The starting point for this assignment is a simplified file system, cse451fs, the design of which imposes strict limits on both the number of files that can be stored and the maximum size of any one file. In particular, no matter how big a disk you might have, this file system can hold only about 8,000 distinct files, and no file can be larger than 13KB. These restrictions result from the choice of on-disk data structures used to find files and the data blocks of a given file, that is, the superblock and inode representations.
Here are the major steps involved in this assignment:
- If you are working in a team, make sure that you, individually, understand the mechanical aspects of "development environment" you'll be working in. These include how to build the file system code, how to configure the raw disk device to host your file system, and how to run and test your file system.

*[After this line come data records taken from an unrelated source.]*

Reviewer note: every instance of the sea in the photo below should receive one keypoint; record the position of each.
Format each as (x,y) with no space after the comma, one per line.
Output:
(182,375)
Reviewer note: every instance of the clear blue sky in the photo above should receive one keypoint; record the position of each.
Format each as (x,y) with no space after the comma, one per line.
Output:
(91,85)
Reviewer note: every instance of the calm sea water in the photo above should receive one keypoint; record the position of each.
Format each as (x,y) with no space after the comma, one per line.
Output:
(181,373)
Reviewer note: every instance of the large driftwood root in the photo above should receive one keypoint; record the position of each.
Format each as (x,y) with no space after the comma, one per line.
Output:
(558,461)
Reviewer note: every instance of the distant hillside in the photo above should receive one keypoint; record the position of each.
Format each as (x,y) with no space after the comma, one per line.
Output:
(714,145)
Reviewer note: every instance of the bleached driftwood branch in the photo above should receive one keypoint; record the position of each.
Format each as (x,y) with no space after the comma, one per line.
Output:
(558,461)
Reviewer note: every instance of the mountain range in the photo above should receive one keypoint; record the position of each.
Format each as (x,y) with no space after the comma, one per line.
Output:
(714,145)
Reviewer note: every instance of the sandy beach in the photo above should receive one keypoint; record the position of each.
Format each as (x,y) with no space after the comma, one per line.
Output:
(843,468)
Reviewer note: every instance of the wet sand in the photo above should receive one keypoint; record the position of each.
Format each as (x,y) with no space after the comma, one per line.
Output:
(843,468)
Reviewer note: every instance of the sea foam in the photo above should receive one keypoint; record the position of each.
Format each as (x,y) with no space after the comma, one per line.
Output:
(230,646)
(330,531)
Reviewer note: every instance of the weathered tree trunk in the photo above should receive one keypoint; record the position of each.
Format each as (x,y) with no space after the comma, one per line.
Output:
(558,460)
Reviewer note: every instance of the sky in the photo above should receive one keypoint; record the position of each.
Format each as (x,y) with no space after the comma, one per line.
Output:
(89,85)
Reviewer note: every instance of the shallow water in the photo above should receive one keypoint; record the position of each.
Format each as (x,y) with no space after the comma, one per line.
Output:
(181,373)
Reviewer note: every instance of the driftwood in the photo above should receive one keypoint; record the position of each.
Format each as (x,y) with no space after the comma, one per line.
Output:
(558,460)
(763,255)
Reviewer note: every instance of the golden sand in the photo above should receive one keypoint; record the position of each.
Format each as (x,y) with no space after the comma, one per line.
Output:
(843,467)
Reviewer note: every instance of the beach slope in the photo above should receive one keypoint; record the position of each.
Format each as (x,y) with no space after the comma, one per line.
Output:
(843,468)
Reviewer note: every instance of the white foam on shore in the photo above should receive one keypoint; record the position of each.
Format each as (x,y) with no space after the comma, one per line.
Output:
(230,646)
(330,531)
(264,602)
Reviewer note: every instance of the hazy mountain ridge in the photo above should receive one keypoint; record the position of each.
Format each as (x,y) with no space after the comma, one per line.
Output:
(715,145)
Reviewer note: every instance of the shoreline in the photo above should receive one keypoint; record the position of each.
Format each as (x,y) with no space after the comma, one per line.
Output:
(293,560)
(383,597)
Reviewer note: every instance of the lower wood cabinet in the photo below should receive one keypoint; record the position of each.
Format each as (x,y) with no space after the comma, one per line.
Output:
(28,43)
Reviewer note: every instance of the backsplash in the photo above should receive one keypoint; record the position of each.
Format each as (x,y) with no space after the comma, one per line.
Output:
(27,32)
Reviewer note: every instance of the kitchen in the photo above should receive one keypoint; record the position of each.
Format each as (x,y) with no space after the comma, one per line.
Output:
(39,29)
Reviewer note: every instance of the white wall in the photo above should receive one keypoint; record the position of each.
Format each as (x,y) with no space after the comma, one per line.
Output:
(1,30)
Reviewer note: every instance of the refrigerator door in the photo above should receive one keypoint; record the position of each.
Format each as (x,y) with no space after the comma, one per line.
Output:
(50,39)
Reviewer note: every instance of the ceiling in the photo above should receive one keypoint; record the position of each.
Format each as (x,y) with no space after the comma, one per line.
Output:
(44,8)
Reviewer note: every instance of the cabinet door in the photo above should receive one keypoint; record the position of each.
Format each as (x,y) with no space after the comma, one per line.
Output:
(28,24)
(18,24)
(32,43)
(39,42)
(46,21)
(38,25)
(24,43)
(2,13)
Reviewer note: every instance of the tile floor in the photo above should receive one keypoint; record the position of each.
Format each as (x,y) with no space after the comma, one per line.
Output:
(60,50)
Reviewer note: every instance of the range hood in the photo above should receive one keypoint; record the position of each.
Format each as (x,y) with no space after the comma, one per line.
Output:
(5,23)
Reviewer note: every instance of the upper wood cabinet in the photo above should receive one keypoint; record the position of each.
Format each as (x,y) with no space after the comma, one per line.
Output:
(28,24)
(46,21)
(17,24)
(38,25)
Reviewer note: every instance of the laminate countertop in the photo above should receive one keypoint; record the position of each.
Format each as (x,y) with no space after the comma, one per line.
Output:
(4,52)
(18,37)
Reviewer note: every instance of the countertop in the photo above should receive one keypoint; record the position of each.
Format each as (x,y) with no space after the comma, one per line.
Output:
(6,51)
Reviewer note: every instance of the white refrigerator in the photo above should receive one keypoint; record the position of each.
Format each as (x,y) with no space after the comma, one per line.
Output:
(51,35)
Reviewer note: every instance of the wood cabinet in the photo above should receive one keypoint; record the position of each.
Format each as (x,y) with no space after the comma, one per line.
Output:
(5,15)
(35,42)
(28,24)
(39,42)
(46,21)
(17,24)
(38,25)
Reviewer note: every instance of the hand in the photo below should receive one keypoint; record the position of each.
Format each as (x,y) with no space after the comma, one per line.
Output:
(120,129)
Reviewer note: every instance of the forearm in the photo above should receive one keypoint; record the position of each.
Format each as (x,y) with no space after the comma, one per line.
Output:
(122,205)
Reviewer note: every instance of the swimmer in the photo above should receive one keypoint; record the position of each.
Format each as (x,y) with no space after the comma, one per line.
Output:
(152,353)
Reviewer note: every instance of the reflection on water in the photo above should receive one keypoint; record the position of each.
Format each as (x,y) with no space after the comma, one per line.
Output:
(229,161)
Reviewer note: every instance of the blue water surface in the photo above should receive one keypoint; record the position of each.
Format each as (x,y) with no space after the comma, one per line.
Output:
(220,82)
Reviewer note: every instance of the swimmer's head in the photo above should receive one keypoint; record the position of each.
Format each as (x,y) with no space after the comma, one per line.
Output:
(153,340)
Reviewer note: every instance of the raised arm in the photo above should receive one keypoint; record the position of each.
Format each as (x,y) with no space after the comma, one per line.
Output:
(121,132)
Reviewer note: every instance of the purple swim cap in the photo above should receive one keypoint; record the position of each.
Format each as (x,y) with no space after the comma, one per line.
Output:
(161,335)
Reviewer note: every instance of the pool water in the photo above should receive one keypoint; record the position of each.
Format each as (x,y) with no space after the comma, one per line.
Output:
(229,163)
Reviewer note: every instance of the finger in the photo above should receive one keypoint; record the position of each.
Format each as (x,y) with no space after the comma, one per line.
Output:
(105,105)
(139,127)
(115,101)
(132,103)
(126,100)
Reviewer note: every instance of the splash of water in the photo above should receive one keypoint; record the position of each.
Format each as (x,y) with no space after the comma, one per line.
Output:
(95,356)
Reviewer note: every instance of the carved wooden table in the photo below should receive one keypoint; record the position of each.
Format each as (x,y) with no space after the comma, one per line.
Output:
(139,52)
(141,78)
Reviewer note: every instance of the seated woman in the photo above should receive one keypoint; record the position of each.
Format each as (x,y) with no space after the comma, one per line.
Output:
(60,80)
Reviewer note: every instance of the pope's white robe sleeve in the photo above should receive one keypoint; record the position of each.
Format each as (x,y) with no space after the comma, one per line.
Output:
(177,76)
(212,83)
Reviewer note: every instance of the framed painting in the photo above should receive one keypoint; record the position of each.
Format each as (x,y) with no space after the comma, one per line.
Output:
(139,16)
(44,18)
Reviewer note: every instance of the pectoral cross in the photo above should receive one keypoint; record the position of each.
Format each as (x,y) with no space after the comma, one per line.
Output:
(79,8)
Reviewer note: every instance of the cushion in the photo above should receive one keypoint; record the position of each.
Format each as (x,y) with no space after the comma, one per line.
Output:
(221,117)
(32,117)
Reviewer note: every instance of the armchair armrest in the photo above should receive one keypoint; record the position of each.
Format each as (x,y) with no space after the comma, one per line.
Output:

A description of these mechanical aspects is here.
- Design how you want to represent the file system on disk: what the superblock looks like, the inodes look like, how you keep track of free/allocated space, etc. (Those are the minimal changes need to relax the size restrictions of the current implementation, and are probably sufficient for anything you'll want to do.)
There are many tradeoffs involved among factors such as maximum file size, the number of files you can store, the amount of raw disk space (blocks) spent on management data structures (and so not available to hold file data), efficiency (say as measured by the number of disk IOs needed to access the first byte of a file, or the number required to access just the Nth byte, or all bytes). An ideal (but unachievable) design would:
- Be able to store a single file that was as big as the raw disk capacity, no matter how big the disk.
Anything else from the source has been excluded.